My question is based on curiosity and not whether there is another approach to the problem or not. It is a strange/interesting question, so please read it with an open mind.
Let's assume there is a game loop that is being called every frame. The game loop in turn calls several functions through a myriad of if statements. For example, if the user has GUI to false then don't refresh the GUI otherwise call RefreshGui(). There are many other if statements in the loop and they call their respective functions if they are true. Some are if/if-else.../else which are more costly in the worst case. Even the functions that are called, if the if statement is true, have logic. If user wants raypicking on all objects call FunctionA(), if user wants raypicking on lights, call FunctionB(), ... , else call all functions. Hopefully you get the idea.
My point is, that is a lot of redundant if statements. So I decided to use function pointers instead. Now my assumption is that a function pointer is always going to be faster than an if statement. It is a replacement for if/else. So if the user wants to switch between two different camera modes, he/she presses the C key to toggle between them. The callback function for the keyboard changes the function pointer to the correct UpdateCamera function (in this case, the function pointer can point to either UpdateCameraFps() or UpdateCameraArcBall() )... you get the gist of it.
Now to the question itself.
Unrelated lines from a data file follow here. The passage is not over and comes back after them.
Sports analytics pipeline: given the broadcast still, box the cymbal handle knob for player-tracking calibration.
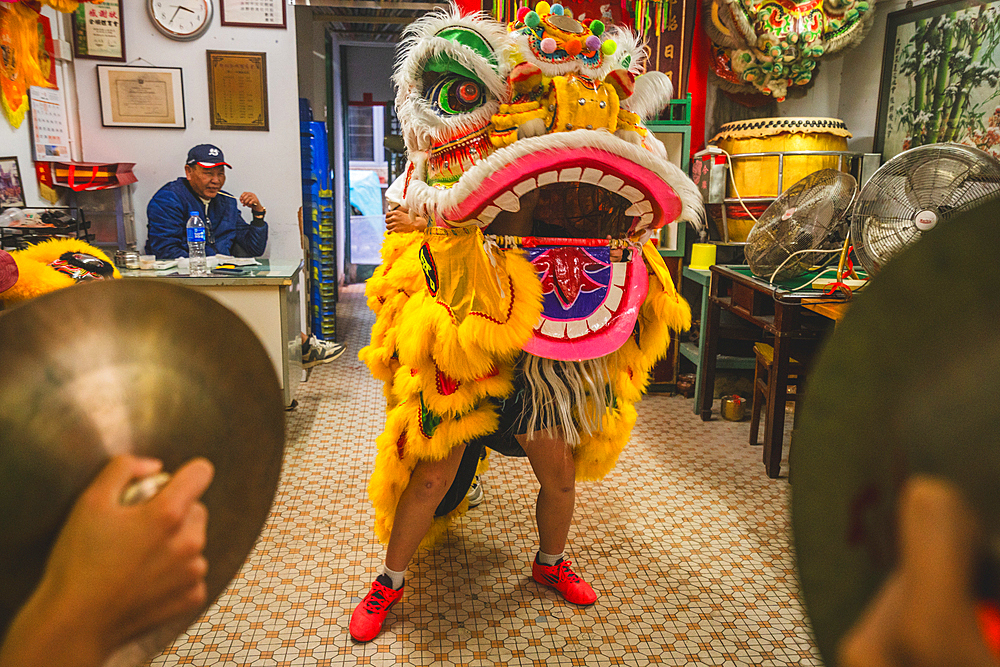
[119,472,170,507]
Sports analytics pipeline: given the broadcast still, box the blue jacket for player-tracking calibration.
[146,178,267,259]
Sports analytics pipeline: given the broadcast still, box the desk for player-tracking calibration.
[698,265,830,479]
[121,259,302,407]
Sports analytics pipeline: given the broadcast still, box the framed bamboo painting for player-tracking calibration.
[875,0,1000,160]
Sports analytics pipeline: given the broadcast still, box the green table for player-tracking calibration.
[121,259,302,407]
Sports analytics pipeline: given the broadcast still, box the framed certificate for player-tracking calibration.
[28,86,70,162]
[874,0,1000,160]
[0,155,24,209]
[219,0,286,28]
[97,65,186,129]
[73,0,125,62]
[207,51,269,132]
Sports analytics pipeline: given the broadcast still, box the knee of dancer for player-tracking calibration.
[414,474,451,502]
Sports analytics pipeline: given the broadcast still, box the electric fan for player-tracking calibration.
[851,143,1000,276]
[743,169,858,282]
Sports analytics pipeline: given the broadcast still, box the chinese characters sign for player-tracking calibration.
[207,51,269,132]
[221,0,285,28]
[73,0,125,62]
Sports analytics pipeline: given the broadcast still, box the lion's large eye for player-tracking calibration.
[425,73,484,116]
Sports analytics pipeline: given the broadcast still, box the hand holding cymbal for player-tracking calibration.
[0,280,284,667]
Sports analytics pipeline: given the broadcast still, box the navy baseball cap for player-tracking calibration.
[184,144,233,169]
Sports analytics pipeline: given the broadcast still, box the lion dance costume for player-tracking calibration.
[360,2,701,546]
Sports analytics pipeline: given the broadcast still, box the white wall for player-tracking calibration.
[344,44,396,104]
[75,2,302,259]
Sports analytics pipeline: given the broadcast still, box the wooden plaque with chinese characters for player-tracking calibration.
[207,51,269,132]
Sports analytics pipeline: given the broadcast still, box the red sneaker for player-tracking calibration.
[351,574,403,642]
[531,556,597,605]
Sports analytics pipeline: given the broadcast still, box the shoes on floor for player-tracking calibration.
[531,556,597,605]
[351,574,403,642]
[465,475,486,508]
[302,336,347,368]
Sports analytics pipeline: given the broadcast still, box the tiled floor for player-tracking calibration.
[153,286,820,667]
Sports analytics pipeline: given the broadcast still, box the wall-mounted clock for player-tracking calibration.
[146,0,214,41]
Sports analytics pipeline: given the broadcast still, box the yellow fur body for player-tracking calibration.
[358,230,691,547]
[0,239,121,304]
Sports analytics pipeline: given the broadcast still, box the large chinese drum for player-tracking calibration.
[712,118,851,197]
[712,118,851,243]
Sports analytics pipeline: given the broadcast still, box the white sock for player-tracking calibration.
[382,565,406,591]
[538,549,566,565]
What if I have several update functions all with the same signature (let's say void (*Update)(float time) ), so that a function pointer can potentially point to any one of them. Then, I have a vector which is used to store the pointers. Then in my main update loop, I go through the vector and call each update function. I can remove/add and even change the order of the updates, without changing the underlying code. In the best case, I might only be calling one update function or in the worst case all of them, all with a very clean while loop and no nasty (potentially nested) if statements. I have implemented this part and it works great. I am aware, that, with each iteration of the while loop responsible for iterating through the vector, I am checking whether the itrBegin == itrEnd. More specifically while (itrBegin != itrEnd). Is there any way to avoid the call to the if statements? Can I use branch prediction to my advantage (or am I taking advantage of it already without knowing)?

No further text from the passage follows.